Les événements continuaient de donner au pape des préoccupations plus temporelles que religieuses. Continuant leur marche en avant, les Français avaient occupé Ancône, dans les États pontificaux. Les Napolitains avaient pris l'offensive en Toscane, mais ils avaient dû bien vite reculer. Ils évacuèrent enfin Rome et souscrivirent à l'armistice de Foligno (18 février) que compléta la paix de Florence (29 mars). Pour la première fois depuis son élection, le pape était délivré de l'occupation étrangère dans sa capitale. Il est vrai que les troupes françaises occupaient maintenant la plus grande partie des États pontificaux. L'Autriche ne comptait plus. Le traité de Lunéville avait été signé (9 février) sans que l'Empereur eût pu intervenir en faveur du Saint-Siège, dont il croyait naguère avoir définitivement annexé les possessions principales. Le sort du Saint-Siège dépendait donc de la France, et ne dépendait plus que d'elle. Or, il avait été auparavant réglé par le traité de Tolentino (1797), dont les clauses étaient obligatoires à perpétuité, tant pour Pic VI que pour ses successeurs. Les papes s'étaient engagés à ne pas ouvrir les ports de leurs États aux puissances ennemies de la France, à reconnaître au gouvernement de la République les privilèges dont jouissait à Rome l'ancienne monarchie, à renoncer pour toujours à Avignon et au Comtat Venaissin, aux Légations de Bologne, Ferrare et Ravenne, et provisoirement à Ancône. Les Légations formaient la partie la plus riche des anciens États pontificaux ; la perte en était particulièrement douloureuse au Saint-Père et son désir constant était de les recouvrer. La bonne volonté du gouvernement français ne paraissait plus douteuse. Murat faisait payer cher la présence des troupes françaises dans les États pontificaux (il revint de sa campagne d'Italie riche à millions), mais, au point de vue politique, il multipliait les preuves de bienveillance : il eut soin de tenir ses troupes à l'écart de Rome et du Patrimoine, et, quand il alla rendre visite au pape (22 février), il parut le messager de toutes les espérances.

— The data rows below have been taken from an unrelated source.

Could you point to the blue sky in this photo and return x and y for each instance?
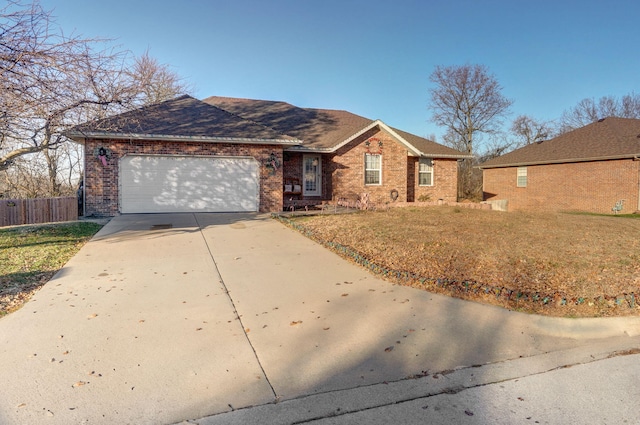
(374, 58)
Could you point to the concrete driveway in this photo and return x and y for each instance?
(168, 317)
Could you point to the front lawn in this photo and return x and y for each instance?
(31, 255)
(550, 263)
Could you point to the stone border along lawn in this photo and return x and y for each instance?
(513, 298)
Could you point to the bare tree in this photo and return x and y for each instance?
(528, 130)
(51, 82)
(155, 82)
(467, 100)
(589, 110)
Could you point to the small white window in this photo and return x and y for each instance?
(372, 168)
(425, 172)
(522, 177)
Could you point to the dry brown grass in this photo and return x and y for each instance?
(554, 263)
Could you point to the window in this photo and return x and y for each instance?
(372, 168)
(425, 172)
(522, 177)
(312, 171)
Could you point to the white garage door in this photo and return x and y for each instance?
(154, 184)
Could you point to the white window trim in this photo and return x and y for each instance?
(522, 172)
(372, 169)
(426, 172)
(318, 191)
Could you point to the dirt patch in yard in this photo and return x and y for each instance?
(548, 263)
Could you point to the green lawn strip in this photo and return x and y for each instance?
(30, 255)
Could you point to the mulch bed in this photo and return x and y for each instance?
(547, 263)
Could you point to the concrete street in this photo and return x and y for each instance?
(234, 318)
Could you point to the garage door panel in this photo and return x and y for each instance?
(188, 184)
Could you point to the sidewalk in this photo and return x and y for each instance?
(164, 318)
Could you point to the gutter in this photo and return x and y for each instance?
(388, 129)
(79, 137)
(634, 157)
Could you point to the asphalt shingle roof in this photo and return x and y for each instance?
(317, 128)
(608, 138)
(262, 121)
(182, 117)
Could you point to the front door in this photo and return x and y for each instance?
(312, 172)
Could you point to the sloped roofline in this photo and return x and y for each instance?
(378, 123)
(561, 161)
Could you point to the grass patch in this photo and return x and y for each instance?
(31, 255)
(558, 264)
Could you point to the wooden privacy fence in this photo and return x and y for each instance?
(39, 210)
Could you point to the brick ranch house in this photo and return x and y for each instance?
(595, 168)
(233, 155)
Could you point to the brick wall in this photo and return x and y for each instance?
(347, 168)
(583, 186)
(101, 183)
(343, 172)
(445, 179)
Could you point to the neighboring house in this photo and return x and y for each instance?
(595, 168)
(224, 154)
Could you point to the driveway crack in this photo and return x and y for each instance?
(235, 310)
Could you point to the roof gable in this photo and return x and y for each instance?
(323, 129)
(609, 138)
(318, 128)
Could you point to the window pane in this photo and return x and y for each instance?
(372, 162)
(372, 177)
(372, 168)
(425, 164)
(521, 180)
(425, 179)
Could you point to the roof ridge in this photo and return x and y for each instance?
(247, 119)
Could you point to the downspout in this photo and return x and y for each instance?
(637, 159)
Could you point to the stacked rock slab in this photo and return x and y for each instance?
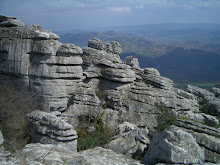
(42, 154)
(174, 146)
(88, 81)
(49, 128)
(34, 57)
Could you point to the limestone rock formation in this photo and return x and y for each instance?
(1, 141)
(199, 92)
(174, 146)
(132, 141)
(216, 92)
(48, 128)
(34, 57)
(207, 137)
(6, 21)
(85, 83)
(132, 61)
(51, 154)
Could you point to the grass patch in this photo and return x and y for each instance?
(93, 133)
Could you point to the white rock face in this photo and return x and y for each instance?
(174, 146)
(44, 154)
(47, 128)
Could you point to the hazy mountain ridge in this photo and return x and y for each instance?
(130, 43)
(181, 60)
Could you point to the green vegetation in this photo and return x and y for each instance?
(14, 106)
(93, 133)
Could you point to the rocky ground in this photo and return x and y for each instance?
(90, 82)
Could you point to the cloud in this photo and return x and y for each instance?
(139, 7)
(120, 9)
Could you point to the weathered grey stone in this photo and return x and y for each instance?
(210, 142)
(197, 127)
(95, 43)
(103, 156)
(131, 140)
(56, 71)
(41, 154)
(113, 47)
(1, 142)
(210, 120)
(174, 146)
(213, 107)
(199, 117)
(120, 75)
(211, 157)
(116, 47)
(69, 49)
(216, 91)
(132, 61)
(152, 76)
(11, 23)
(45, 47)
(47, 128)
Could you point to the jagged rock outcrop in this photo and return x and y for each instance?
(83, 83)
(34, 57)
(88, 81)
(202, 93)
(216, 92)
(131, 140)
(48, 128)
(1, 142)
(174, 146)
(6, 21)
(51, 154)
(207, 137)
(132, 61)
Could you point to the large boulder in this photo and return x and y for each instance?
(1, 142)
(48, 128)
(51, 154)
(131, 141)
(174, 146)
(152, 76)
(216, 91)
(132, 61)
(6, 21)
(213, 107)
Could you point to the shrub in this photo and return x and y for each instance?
(93, 133)
(15, 104)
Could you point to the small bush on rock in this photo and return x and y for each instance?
(15, 104)
(93, 133)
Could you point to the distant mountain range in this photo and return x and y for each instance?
(182, 52)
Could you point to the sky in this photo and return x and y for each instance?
(90, 14)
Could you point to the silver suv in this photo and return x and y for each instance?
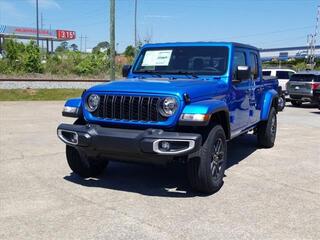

Consalvi crut le moment venu, et, le 7 mars, il manda à Spina de réclamer la restitution des Légations et une indemnité pour le Comtat Venaissin. Les nouvelles qu'on recevait de la négociation religieuse étaient, somme toute, encourageantes. Le gouvernement français admettait que le travail préparatoire fût continué à Rome même. Bien mieux, il avait choisi comme représentant un diplomate dont la curie avait déjà apprécié, quelques années auparavant, lors du traité de Tolentino, la prudence et la modération. Depuis, Cacault était devenu membre du Corps législatif et il se disait lui-même un révolutionnaire repenti. C'était un excellent homme, naïf et avisé, breton d'origine et de foi catholique, qui travailla, avec toute la sincérité de son cœur honnête, à établir de bonnes relations entre Rome et la France. Il arriva à Rome le 6 avril.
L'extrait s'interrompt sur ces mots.